Michael von der Schulenburg

Michael von der Schulenburg, ehemaliger Assistant Secretary-General der Vereinten Nationen, aufgewachsen in der DDR, studierte in Berlin, London und Paris, arbeitete und lebte über 34 Jahre in Friedens- und Entwicklungsmissionen der Vereinten Nationen und kurz der OSZE in vielen Ländern, die durch Kriege, durch Konflikte mit bewaffneten nichtstaatlichen Akteuren oder durch ausländische Militärinterventionen geschwächt und zerrissenen waren. Seit 1992 war er in leitender Funktion dieser Friedensmissionen. Zu diesen gehörten langfristigen Einsätzen in Haiti, Pakistan, Afghanistan, Iran, Irak und Sierra Leone sowie kürzere Einsätze in Syrien, in Somalia, auf dem Balkan, in der Sahelzone und in Zentralasien.

Seit seiner Pensionierung hat Schulenburg viele Vorträge in akademischen Institutionen gehalten und Artikel zu Themen wie UN-Reformen, nicht-staatliche bewaffnete Akteure, Kriege innerhalb von Staaten aber auch über die Kriege in Afghanistan, Irak und Ukraine veröffentlicht. 2017 erschien sein Buch On Building Peace – Rescuing the Nation-State and Saving the United Nations, AUP. Er ist aktiv in der deutschen Friedensbewegung.

Listenplatz 4

Ruth Firmenich

Ruth Firmenich ist Politikwissenschaftlerin, kommt aus Köln und lebt in Berlin. Bereits während ihres Studiums in Bonn begann sie bei der damaligen PDS im Bundestag zu arbeiten und war Mitarbeiterin in diversen Funktionen im Bereich Außenpolitik, sowohl im Bundestag als auch im Europaparlament. 2004 wurde sie Büroleiterin von Sahra Wagenknecht, erst in Brüssel und Straßburg, seit 2009 in Berlin. Seit 2012 arbeitete sie als Vorstandsreferentin für Sahra Wagenknecht und ihre Nachfolgerin Amira Mohamed Ali.

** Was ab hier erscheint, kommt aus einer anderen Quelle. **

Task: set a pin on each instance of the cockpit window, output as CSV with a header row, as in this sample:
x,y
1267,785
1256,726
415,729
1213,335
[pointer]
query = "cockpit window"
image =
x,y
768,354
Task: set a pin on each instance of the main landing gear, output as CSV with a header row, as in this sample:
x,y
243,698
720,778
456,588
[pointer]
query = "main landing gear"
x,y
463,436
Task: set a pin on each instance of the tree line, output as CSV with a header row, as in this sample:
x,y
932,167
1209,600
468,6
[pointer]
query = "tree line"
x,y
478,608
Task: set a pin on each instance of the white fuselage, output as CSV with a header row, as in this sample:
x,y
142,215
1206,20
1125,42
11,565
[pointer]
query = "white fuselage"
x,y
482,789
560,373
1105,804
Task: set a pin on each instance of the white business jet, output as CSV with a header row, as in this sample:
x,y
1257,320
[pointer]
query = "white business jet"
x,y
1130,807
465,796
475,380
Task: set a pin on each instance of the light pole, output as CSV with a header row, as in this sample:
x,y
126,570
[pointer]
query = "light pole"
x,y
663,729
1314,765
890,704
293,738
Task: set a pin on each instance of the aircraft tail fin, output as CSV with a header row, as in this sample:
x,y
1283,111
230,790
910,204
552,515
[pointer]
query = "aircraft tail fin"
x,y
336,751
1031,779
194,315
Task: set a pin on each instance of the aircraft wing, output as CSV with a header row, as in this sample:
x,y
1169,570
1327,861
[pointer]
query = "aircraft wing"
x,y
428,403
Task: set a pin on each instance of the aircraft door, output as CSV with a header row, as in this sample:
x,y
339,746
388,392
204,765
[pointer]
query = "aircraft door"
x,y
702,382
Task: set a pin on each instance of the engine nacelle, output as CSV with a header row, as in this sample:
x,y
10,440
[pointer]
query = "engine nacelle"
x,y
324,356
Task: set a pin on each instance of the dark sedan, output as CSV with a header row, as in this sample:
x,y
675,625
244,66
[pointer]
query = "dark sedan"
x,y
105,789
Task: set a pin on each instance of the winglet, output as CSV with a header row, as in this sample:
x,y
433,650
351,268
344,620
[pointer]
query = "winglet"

Ruth Firmenich war mehrere Jahre Mitglied im Parteivorstand und im Bundesausschuss der Partei DIE LINKE und engagierte sich im Sprecherkreis der Bundesarbeitsgemeinschaft Frieden und Internationale Politik. Sie ist Gründungsmitglied des BSW.

Listenplatz 5

Jan-Peter Warnke

Prof. Dr. med. habil. Jan-Peter Warnke wurde 1959 in der DDR geboren und ist Vater von vier Kindern. Von 1993 bis 2023 war er Chefarzt einer Neurochirurgischen Klinik in Sachsen. Er verfügt über langjährige Erfahrung als Hochschullehrer Wissenschaftler. Er besitzt einschlägige Erfahrung mit dem gegenwärtigen Gesundheitssystem und dessen strukturellen Problemen. Seit 2017 ist er Präsident der Vogdis-Thompson-Foundation, einer gemeinnützigen Wissenschaftsstiftung, die sich mit der Erforschung einer seltenen Erkrankung beschäftigt. Seit 2023 befindet er sich im Ruhestand. Schwerpunkt seiner politischen Tätigkeit sind Gesundheitspolitik und Forschungspolitik sowie der Kampf um unsere Demokratie und ein besseres Europa für die Menschen.